- Official Poster
- Directed by: Sachin Brahmbhatt
- Written by: Maulin Parmar (Story, Screenplay, Dialogues); Sachin Brahmbhatt (Screenplay);
- Produced by: Jeegar Chauhan; Malhar Thakar;
- Starring: Malhar Thakar; Chirag Vohra; Vaibhavi Upadhyay; Chetan Dhanani;
- Cinematography: Himanshu Dubey
- Edited by: Nirav Panchal
- Music by: Rahul Munjariya
- Production companies: Jeegar Chauhan Productions; Ticket Window Enterrtainment;
- Distributed by: Panorama Studios
- Release date: 20 September 2024;
- Running time: 111.00 minutes
- Country: India
- Language: Gujarati

= Locha Laapsi =

2024 film directed by Sachin Brahmbhatt

Locha Laapsi is a 2024 Gujarati comedy thriller, directed by Sachin Brahmbhatt and written by Maulin Parmar. It stars Malhar Thakar, Chirag Vohra, Vaibhavi Upadhyay who demise in car accident in 2023, Chetan Dhanani and others. The film is produced by Jeegar Chauhan & Malhar Thakar with co produced by Saheb Malik, Vaidehi Chintan Desai, & Shital Tejas Patel. under the banner of Jeegar Chauhan Production & Ticket Window Entertainment. The film will be distributed by Panorama Studios.

== Plot ==
Bhaskar Joshi, a determined engineer, is on his way to Kutch-Bhuj to showcase his latest venture.
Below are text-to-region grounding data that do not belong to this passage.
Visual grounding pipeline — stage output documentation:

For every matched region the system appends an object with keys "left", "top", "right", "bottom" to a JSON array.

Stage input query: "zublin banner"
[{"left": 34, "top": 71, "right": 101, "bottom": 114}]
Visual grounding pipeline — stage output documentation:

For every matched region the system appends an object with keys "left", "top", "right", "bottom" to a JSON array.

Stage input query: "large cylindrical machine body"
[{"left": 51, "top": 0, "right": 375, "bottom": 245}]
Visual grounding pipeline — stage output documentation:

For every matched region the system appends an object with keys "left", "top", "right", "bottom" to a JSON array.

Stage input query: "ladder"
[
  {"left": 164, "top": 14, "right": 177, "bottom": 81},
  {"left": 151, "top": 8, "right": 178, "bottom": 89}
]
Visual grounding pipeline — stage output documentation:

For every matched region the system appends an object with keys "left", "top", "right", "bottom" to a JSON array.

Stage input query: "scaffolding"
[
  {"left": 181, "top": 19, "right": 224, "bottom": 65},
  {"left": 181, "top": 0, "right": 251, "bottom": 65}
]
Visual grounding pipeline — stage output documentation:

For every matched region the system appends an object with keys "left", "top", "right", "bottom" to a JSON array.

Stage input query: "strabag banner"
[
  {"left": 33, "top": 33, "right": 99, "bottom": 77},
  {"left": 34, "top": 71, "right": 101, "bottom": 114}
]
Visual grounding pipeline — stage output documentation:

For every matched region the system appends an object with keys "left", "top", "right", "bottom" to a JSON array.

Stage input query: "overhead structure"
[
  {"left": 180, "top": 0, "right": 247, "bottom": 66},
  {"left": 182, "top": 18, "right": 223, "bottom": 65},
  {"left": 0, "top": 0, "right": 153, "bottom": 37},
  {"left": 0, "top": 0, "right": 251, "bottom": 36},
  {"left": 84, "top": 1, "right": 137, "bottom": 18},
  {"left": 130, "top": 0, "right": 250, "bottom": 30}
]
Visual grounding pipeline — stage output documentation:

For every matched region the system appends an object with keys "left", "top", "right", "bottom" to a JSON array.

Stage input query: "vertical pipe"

But when his cab gets a flat tire in the middle of nowhere, Bhaskar's journey takes a wild turn. He accepts a lift from a mysterious stranger, only to discover that his new driver is harboring a dark secret-a dead body in the trunk. As the tension mounts, Bhaskar is joined by another unwitting passenger: the wife of a police officer, who also hitches a ride. Caught between the terrifying reality of the situation and his own fear, Bhaskar must navigate this nerve-wracking journey without tipping off the suspicious man who holds all the power-and a gun. Will Bhaskar find a way out of this deadly predicament, or is he trapped in a ride straight to disaster? Locha Lapsi On The Way is a high-octane mix of comedy and suspense that will keep you on the edge of your seat.

== Cast ==
- Malhar Thakar as Bhaskar
- Chirag Vohra as Shashvat
- Vaibhavi Upadhyay as Mishruta
- Chetan Dhanani as Raghuveer
- Nilesh Pandya as Gantra
- Chirag Bhatt as Puncture Man
- Yash Metha as Police Inspector
- Kamlesh Parmar as Constable at check post
- Jayraj Freeman as ASI
- Amit Mishra as ASI
- Kartik Dave as ASI
- Ilesh Shah as Constable
- Kartavya Shah as Crime Branch Officer
- Rajnikant Thakar as Police Commissioner
- Bansi Rajput as News Anchor
== Production ==
The film was shot at various locations in Gujarat. The production design has been carried out by Jay Shihora & Art direction by Mit Soni. Casting director – Bhavin Raval has selected the actors based on the requirement of script. Costume has been taken care by Ameel Macwan. The music of the film has been given by Rahul Munjariya, Lyrics given by Bhargav Purohit. Swaroop Khan has given his voices for the song in the film.

== Soundtrack ==

Track listing
| No. | Title | Singer(s) | Length |
|---|---|---|---|
| 1. | "Locha Laapsi Title Track" | Swaroop Khan | 3:21 |
| Total length: |  |  | 3:21 |

==Marketing and releases ==
The film has completed and artist of the film have announced the wrap of the film. release date announced on August 30, 2024. The official poster released on September 1, 2024. The trailer of the film is released on September 6, 2024. The film is set to hit the cinemas on September 20, 2024.